Though the Pixel 2 XL only has a single 12MP rear camera, it could still dazzle us. Last year’s Pixel came with the highest DxOMark score for a smartphone camera at the time, and the new camera sets the bar for smartphone cameras even higher. While it only has the one rear camera, it includes optical and electronic image stabilization, and thanks to dual pixel technology and Google's AI, it can create a portrait effect like dual-lens cameras do.
For selfie-lover, the Galaxy Note 8 has a sharp 8MP front-facing camera, and the Pixel 2 XL keeps up with its own 8MP selfie shooter that features the same portrait mode as the rear camera.
It’s worth noting that both phones have special image recognition software. Google Lens will help the Pixel 2 XL identify camera subjects and can pull in Google Assistant to get more information about the photo, add it to a calendar, or more. It can even translate text. The Note 8 comes with Samsung’s Bixby personal assistant that can recognize imagery, but it’s not yet quite as smart as Google’s AI.
Size comes at a price, and so does design. The Galaxy Note 8 starts at a painful US$929/AU$1499, making it one of the most expensive smartphones coming from a non-niche manufacturer. The Pixel 2 XL doesn’t come all that much cheaper, with a starting price of US$849/AU$1,399 (for a limited time, that includes a free Google Home Mini, at least in the US).
The price difference between the Galaxy S8 and Pixel 2 was a bit more of an even match because discounts and buy-one-get-one deals frequently make the Galaxy S8 more affordable than its list price suggests. However, both the Note 8 and Pixel 2 XL are still firmly on this side of new, and tangible discounts will be hard to find.

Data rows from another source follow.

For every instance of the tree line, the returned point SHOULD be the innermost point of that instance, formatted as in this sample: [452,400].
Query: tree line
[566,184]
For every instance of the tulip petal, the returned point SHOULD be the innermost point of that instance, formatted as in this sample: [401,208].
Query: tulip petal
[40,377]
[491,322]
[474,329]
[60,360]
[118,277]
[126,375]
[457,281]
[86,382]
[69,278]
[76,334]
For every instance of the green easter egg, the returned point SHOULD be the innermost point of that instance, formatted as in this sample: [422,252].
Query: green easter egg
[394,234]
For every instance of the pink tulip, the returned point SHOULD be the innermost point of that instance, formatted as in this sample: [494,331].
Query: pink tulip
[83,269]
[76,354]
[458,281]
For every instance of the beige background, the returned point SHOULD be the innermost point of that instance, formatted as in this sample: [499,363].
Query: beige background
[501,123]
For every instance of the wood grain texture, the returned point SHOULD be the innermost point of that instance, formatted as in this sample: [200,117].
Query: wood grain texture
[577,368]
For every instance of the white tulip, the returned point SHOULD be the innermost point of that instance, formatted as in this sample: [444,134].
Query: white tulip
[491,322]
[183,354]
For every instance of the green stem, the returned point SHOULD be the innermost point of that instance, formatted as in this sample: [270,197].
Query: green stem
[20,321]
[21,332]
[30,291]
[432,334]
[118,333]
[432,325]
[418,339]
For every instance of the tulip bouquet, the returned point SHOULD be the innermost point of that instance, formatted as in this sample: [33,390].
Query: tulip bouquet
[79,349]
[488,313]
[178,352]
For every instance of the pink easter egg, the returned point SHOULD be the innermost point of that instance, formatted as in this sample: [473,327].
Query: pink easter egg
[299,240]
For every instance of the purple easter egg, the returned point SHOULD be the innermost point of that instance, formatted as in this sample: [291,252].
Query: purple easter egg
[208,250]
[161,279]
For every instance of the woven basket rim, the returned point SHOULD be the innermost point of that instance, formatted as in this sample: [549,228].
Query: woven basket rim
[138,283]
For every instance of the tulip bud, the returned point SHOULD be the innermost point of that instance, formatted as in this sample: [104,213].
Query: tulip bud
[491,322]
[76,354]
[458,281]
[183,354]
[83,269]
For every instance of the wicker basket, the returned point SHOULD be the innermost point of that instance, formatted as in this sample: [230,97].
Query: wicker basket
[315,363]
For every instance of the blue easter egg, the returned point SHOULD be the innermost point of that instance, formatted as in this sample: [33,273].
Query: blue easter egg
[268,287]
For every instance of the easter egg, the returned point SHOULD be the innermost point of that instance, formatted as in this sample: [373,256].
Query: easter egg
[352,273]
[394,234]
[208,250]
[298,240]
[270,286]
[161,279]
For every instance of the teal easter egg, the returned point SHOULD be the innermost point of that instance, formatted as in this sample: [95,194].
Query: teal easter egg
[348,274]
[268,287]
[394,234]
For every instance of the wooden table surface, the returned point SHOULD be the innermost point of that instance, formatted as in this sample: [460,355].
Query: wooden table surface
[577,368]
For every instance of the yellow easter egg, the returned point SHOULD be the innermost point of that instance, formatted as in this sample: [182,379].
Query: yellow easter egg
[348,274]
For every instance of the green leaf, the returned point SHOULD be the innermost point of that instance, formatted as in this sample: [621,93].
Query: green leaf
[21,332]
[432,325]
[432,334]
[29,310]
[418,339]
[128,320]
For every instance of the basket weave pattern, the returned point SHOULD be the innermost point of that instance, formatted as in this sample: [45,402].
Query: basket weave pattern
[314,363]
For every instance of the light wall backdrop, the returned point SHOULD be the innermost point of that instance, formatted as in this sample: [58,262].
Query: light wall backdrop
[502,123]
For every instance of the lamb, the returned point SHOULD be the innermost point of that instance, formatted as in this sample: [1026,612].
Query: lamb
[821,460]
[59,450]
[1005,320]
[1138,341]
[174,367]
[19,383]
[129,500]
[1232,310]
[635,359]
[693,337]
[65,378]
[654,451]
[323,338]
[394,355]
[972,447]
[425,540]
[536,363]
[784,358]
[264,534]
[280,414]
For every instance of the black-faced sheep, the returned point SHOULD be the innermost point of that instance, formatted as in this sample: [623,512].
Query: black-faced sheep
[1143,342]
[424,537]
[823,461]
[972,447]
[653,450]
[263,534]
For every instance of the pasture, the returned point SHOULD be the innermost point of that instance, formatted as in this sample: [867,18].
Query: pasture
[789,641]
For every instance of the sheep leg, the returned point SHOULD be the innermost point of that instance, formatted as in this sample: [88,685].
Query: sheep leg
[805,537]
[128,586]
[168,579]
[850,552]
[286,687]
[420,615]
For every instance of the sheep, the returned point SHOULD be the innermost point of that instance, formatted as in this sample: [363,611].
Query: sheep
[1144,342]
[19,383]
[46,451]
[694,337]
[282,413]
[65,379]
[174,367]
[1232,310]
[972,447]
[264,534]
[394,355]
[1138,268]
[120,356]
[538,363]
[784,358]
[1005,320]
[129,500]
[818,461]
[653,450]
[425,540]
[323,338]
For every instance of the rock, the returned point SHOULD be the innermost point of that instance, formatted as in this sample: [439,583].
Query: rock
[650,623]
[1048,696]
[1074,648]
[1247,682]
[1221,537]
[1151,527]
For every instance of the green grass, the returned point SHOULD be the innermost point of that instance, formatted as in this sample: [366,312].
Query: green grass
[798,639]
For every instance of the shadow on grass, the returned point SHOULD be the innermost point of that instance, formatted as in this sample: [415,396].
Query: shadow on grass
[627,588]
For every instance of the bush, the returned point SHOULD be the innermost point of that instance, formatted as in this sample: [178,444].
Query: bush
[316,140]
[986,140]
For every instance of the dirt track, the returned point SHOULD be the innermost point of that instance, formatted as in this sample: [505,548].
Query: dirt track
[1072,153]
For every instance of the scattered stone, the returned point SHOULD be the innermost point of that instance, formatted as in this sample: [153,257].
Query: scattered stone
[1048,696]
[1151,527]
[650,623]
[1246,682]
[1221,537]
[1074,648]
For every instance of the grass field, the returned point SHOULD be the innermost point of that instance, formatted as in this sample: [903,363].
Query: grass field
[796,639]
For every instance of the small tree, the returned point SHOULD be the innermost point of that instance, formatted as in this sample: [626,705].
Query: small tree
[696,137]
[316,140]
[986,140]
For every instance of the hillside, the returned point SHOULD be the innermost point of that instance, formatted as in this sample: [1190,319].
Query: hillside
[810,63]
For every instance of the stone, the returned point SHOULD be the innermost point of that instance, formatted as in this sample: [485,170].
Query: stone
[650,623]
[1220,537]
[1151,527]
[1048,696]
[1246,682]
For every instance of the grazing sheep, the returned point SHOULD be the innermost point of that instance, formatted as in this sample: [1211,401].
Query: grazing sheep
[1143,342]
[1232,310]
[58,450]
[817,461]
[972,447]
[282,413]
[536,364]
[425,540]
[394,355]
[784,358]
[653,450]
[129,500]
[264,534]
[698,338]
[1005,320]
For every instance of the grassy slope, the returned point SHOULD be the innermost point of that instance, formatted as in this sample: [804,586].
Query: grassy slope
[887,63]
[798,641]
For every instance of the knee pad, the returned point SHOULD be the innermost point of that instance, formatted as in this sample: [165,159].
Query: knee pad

It’s hard to say one phone of these two wins in the price war though, as that $80 extra for the Note 8 comes with an S Pen, curved glass display, headphone jack, 2GB of extra RAM, better water-resistance, a second camera, a heart rate sensor and an even bigger and high-resolution display.
So, while the Pixel 2 XL costs US$80 less, it also costs the loss of a lot of extra goodies.
The competition between the Note 8 and Pixel 2 XL is a little tougher to call than the one between the Galaxy S8 and Pixel 2.
In terms of the hardware and software working together, it seems like the Pixel 2 XL might gain the advantage thanks to Google Assistant and Android 8.0 Oreo. But, the Note 8's extra 2GB of RAM and S Pen capabilities could even the score.
Until we test the cameras, it's also tough to say which phone has the better camera. DxOMark clearly puts the Google Pixel 2 XL at the top of the pack, but the Galaxy Note 8 camera offers incredibly photography.
Both phones also offer displays that should be so sharp it's hard to spot a difference. The difference between an AMOLED display in the Note 8 and pOLED display in the Pixel 2 XL will be interesting to see, but it's too early to say if one beats the other.
The Pixel 2 XL does look a little more modern than its smaller sibling, but the Note 8 has a more striking design thanks to the curved display, so we still give it the lead aesthetic.
Until we can review the Pixel 2 XL, this race is too close to call.